I used to make resolutions. In fact, I used to make a LOT of them. For many years I would begin a new journal on exactly January 1st, and my first entry would be a list of ten or twelve things I was going to change about myself, ten or twelve things I was going to do better, do different, do forever. It wasn't that I thought I was a terrible person; it's just that I was on a perpetual path of self-improvement, always wanting to become the best possible me. So I can tell you from personal experience that there's no quicker way to feel like a failure than to vow to change everything you don't like about yourself this very minute and from now on. Inevitably, the following January 1st, my list of resolutions looked pretty darn similar to that of the previous year. And so, rather than feeling new and improved, I would start each New Year feeling stuck and hopeless.
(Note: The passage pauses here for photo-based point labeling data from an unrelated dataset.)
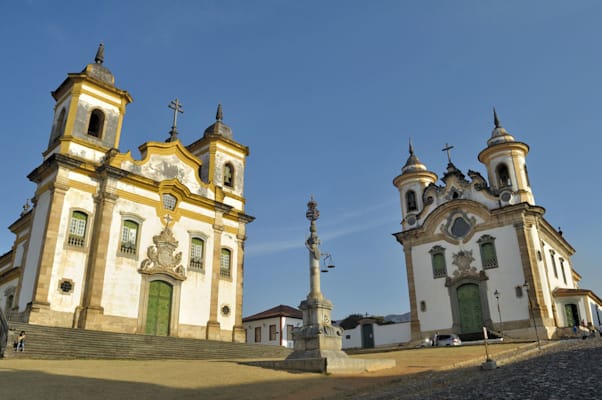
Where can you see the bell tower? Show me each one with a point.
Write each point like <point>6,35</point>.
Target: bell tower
<point>411,183</point>
<point>505,159</point>
<point>88,114</point>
"Where do you invest your time, your life, and your love, knowing that whatever you pay attention to thrives?" ~Karen Maezen Miller
This year, for the first time I can remember, I made no resolution. I set intentions instead.
What's the diff?
Well, the thing about resolutions is that, so often, we make them with the basic assumption that there's something wrong with us. Almost always, we set out on our path from a place of "not good enough." No matter how much we like ourselves, we decide we can be better, and then we fool ourselves into thinking we know how to make better happen. So assumption number one in resolution-making is that we're somehow less than perfect as we are (which is not encouraging), and assumption number two is that we know exactly what we need to do to get ourselves closer to perfect (which is not likely). Of course, assumption three is that all this thinking so little of ourselves and being fix-it-all-know-it-alls will somehow make us happier in the long run (which is just not feasible).
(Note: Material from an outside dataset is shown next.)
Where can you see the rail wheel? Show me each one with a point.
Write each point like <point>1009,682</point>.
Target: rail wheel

"Start where you are." ~Pema Chodron
When we set intentions, however, we set out from a place of awareness and acceptance. We get quiet and we pay attention to what is actually happening in the present moment. We let ourselves be who we are without judging. Maybe we just sit quietly, or maybe we practice asana (posture). And then we see what comes up. When thinking about your intentions, you can ask yourself, what's truly important to me? What resonates in my heart, what truly makes it sing? What makes me feel beautiful, loved, important, joyful? What shimmers when I shine the light of my attention on it? What in my life do I find sacred? In this way, we don't decide for ourselves what our intentions should be; we let our intentions reveal themselves to us. By paying attention and accepting-rather than assuming and deciding--we learn that we are actually quite glorious the way we are, we discover what makes us that way, and then we welcome more of that into our daily lives. We let what makes us glorious become our intention.
"Mindfulness of intention allows us to open to our deepest heart's aspiration that can then guide the unfolding of our lives." ~Tara Brach
Perhaps then your intention might be to listen to music throughout your day, or to practice yoga regularly. Your intention could be to struggle less, or to laugh more, to walk daily, or to spend more time with your kids. Whatever it is, if you let it come from a place of self-acceptance and open-mindedness, your intention won't be about fixing what's wrong with you, it will be about radiating more of what's right.
"Let the beauty you love be what you do. There are a thousand ways to kneel and kiss the Earth." --Rumi
And the best part? If you lose sight of your intention for awhile, it's not game-over. Intentions aren't rigid, uncompromising, pass-or-fail entities. You don't need to set one on a particular date and stick to it like glue for the rest of eternity. Intentions are meant to be revisited, re-explored, realigned with your values, re-embraced and reset, again and again and again. And somewhere along that path of sacred connection to self, a path that requires nothing more of you than your silence and attention and acceptance, you'll come to realize there's really nothing to improve. You're already the best possible you.
"Now is the only time to begin anything."